OK, so I got my new Etrex 30 yesterday, only to find out that the provided mount did not fit. After taking a look at the Garmin-specific model (and reading the horror stories of GPS-ejection due to the poor quality of the mount) I decided to take matters into my own hands. After countless seconds of internet searching, while I did admire the DIY attempts of many (a sponge and 3 rubber bands being my favorite), none seemed suitable for the off road, rooty/rocky bump ridden life for which my Etrex had unwittingly been conscripted. After evaluating my available spare parts inventory, here's what is required (see pics):
-1 clip pedal "basket"
-hockey friction tape (blade tape--sticky on both sides)
-2 black 8" zip ties
-1 large o-ring/gasket (leftover bike light mount, but plumbing quality will also work)
-1 small (~1.5"x0.5"x0.25") foam block with adhesive on one side
-1 iced coffee (optional)

Step 1: Wrap about 5-6" of the hockey tape around the handle bar (see pic). I chose this type of tape because it remains sticky/adherent in the wet/hot/cold--important to keep the unit from spinning around the bars.

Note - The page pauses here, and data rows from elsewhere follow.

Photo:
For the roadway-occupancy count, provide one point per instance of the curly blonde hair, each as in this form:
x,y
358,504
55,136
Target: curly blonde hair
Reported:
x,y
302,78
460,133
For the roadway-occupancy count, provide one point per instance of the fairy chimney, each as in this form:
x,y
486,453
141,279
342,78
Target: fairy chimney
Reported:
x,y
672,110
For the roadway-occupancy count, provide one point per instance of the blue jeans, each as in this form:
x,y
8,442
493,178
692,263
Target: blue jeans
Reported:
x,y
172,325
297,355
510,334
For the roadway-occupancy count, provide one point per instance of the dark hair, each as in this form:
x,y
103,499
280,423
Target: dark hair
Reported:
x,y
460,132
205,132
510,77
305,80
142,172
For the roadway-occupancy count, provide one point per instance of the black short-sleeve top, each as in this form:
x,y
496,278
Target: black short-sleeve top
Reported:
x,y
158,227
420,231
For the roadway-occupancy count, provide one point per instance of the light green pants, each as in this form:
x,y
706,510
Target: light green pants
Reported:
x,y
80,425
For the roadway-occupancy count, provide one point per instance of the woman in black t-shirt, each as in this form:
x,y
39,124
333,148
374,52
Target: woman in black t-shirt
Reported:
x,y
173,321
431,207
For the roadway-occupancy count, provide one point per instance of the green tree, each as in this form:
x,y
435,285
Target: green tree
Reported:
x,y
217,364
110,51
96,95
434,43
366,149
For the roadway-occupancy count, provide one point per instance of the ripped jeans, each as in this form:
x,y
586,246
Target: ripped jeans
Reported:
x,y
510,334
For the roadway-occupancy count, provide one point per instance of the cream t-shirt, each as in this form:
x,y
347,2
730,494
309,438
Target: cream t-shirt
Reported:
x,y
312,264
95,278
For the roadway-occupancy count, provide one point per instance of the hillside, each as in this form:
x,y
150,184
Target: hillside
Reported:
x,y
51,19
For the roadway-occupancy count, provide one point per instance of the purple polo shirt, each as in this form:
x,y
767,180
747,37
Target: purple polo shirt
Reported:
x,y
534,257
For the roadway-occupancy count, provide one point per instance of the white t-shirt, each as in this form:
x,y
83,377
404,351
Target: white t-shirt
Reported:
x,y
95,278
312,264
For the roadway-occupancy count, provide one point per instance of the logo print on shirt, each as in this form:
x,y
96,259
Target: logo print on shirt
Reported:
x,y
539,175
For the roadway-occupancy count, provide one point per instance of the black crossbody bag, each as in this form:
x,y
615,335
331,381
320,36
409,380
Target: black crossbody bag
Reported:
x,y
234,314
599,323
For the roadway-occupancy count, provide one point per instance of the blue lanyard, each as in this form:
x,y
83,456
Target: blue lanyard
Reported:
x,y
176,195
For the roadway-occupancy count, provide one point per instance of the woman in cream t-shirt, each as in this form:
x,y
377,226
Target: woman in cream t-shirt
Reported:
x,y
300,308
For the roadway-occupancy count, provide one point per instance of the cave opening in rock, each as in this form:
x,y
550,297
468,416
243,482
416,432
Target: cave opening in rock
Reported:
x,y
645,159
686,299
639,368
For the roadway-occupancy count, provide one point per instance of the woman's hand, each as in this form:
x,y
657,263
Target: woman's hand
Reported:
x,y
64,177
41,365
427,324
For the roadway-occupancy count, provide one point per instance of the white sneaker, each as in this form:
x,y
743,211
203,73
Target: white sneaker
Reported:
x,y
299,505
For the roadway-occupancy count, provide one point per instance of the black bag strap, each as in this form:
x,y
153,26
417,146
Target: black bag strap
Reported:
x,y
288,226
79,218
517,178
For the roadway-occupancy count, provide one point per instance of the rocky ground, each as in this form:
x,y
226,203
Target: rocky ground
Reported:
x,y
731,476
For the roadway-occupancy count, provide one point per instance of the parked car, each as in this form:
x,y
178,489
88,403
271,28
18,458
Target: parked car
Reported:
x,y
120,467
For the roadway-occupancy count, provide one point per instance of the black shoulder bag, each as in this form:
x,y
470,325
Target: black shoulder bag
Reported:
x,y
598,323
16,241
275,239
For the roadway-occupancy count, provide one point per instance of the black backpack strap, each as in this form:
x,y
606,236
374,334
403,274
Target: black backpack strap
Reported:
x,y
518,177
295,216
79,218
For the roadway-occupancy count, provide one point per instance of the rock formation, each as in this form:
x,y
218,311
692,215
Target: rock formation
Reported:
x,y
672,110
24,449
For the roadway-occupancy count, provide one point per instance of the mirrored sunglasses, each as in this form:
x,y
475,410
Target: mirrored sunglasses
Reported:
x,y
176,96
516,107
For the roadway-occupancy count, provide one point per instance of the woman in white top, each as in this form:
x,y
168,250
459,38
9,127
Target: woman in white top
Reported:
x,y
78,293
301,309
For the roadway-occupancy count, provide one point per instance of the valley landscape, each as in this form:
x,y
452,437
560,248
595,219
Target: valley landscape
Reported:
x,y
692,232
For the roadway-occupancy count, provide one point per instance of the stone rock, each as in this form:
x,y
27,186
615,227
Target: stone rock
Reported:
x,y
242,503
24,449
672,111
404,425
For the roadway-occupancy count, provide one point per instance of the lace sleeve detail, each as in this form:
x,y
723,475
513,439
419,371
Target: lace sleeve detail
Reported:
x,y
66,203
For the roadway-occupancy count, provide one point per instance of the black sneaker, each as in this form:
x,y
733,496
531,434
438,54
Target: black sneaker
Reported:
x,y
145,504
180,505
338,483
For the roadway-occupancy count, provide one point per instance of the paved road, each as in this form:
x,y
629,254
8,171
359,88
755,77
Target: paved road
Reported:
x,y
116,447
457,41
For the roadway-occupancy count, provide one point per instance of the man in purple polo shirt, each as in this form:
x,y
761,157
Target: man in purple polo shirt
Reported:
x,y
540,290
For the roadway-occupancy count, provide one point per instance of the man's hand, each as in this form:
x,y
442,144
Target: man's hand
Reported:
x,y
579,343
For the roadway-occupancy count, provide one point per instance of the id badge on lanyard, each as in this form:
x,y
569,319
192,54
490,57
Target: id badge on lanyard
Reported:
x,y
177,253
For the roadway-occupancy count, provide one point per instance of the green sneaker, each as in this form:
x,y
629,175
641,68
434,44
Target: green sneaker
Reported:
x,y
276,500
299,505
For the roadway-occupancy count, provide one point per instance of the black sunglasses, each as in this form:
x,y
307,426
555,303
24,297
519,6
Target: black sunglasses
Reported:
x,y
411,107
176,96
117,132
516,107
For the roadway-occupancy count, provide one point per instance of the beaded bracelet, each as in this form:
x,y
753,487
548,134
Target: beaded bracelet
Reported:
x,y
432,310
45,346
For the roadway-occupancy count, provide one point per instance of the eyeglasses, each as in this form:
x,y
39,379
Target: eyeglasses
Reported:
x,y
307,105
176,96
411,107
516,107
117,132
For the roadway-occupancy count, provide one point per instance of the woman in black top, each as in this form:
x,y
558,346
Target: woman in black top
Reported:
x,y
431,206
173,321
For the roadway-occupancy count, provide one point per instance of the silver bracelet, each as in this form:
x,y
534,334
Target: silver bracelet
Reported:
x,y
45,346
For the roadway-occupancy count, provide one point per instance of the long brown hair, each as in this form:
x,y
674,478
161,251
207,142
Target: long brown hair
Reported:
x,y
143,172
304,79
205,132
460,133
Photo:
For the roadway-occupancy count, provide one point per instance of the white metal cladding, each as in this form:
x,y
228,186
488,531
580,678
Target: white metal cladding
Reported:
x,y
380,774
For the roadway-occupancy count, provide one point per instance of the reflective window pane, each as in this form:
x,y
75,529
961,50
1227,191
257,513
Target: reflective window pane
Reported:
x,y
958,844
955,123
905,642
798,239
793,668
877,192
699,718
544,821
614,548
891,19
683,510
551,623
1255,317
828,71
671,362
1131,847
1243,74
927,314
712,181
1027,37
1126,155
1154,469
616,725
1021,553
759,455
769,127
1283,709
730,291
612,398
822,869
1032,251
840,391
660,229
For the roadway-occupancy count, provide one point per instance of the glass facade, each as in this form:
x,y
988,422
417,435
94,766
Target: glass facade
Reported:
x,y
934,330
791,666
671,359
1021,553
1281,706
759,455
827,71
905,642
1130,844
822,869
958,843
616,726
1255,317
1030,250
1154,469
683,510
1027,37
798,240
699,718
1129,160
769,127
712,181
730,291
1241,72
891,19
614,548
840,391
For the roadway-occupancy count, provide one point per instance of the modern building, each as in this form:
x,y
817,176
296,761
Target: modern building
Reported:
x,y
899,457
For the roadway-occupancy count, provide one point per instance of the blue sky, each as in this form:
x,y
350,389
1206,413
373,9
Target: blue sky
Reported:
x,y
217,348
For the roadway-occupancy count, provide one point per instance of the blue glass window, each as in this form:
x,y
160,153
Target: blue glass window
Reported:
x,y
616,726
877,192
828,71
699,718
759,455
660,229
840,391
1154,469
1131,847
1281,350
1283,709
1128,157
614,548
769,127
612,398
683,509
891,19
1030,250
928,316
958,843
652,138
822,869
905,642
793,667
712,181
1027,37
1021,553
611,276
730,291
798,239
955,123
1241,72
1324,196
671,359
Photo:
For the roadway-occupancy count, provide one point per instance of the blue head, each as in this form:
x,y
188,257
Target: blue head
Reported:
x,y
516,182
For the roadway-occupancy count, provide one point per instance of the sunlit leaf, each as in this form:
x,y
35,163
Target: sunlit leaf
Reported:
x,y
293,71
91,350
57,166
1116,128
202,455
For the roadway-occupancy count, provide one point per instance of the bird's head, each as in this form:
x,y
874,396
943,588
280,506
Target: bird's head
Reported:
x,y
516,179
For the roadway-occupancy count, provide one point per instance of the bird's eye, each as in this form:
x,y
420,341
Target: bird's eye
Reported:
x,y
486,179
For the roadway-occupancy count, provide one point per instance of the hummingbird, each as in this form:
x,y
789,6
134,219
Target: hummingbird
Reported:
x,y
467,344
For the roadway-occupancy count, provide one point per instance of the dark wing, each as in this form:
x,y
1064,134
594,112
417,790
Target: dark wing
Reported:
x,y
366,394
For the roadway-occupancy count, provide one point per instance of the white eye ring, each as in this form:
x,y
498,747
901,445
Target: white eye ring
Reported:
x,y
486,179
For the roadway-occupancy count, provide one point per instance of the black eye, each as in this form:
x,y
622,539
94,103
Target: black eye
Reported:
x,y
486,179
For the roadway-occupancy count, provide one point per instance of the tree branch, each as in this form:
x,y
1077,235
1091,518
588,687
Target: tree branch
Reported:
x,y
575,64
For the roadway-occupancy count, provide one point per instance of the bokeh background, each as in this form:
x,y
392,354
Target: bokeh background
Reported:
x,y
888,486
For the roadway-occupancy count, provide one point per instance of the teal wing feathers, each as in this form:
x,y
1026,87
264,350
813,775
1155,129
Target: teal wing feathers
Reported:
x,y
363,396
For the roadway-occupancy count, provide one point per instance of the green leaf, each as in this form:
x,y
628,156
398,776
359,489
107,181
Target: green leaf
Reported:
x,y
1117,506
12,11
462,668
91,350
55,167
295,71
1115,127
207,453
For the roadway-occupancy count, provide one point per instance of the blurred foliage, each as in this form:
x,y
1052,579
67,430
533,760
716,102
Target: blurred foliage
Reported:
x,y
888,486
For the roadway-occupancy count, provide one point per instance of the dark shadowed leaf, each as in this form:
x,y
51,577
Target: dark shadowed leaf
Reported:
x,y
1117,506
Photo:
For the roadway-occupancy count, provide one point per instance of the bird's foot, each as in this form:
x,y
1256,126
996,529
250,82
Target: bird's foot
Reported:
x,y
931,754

Step 2: Using a Dremel, I removed the portion of the pedal clip that bolts it to the pedal. This left a few sharp edges, which were easily filed smooth.

Step3: Using the zip ties (I used 2), attach the pedal clip to the bar. There were a few places to which you could attach the basket/clip, which affords some vertical adjustment. I put mine as far forward as possible, to keep it out of my "drip zone".

Step 4: Trip a bit out of the middle of the foam block, then fix it to the mount. This really snugs things up when the unit is installed, and provides an additional level of attachment/cushion.

Step 5: Thread the o-ring through the metal loop on the back of the unit and "knot" it in place.

Step 6: To install, simply loop the o-ring over the front of the installed clip, seat the unit on the foam block, and voila.

I have to say that this holds the unit in place remarkably well. Tested this on some curbs, log piles, creek crossings, and the unit hasn't so much as budged. For asthetics, I may remove, with the Dremel, a bit more of the north-end of the toe clip, but I want to test this on a few rides first. As this end is a bit wider than where the o-ring normally rests, it serves as a layer of protection (from ejection) should the unit ever become dislodged.

All in all, this took about 10 minutes to complete. Enjoy!

Scott


----------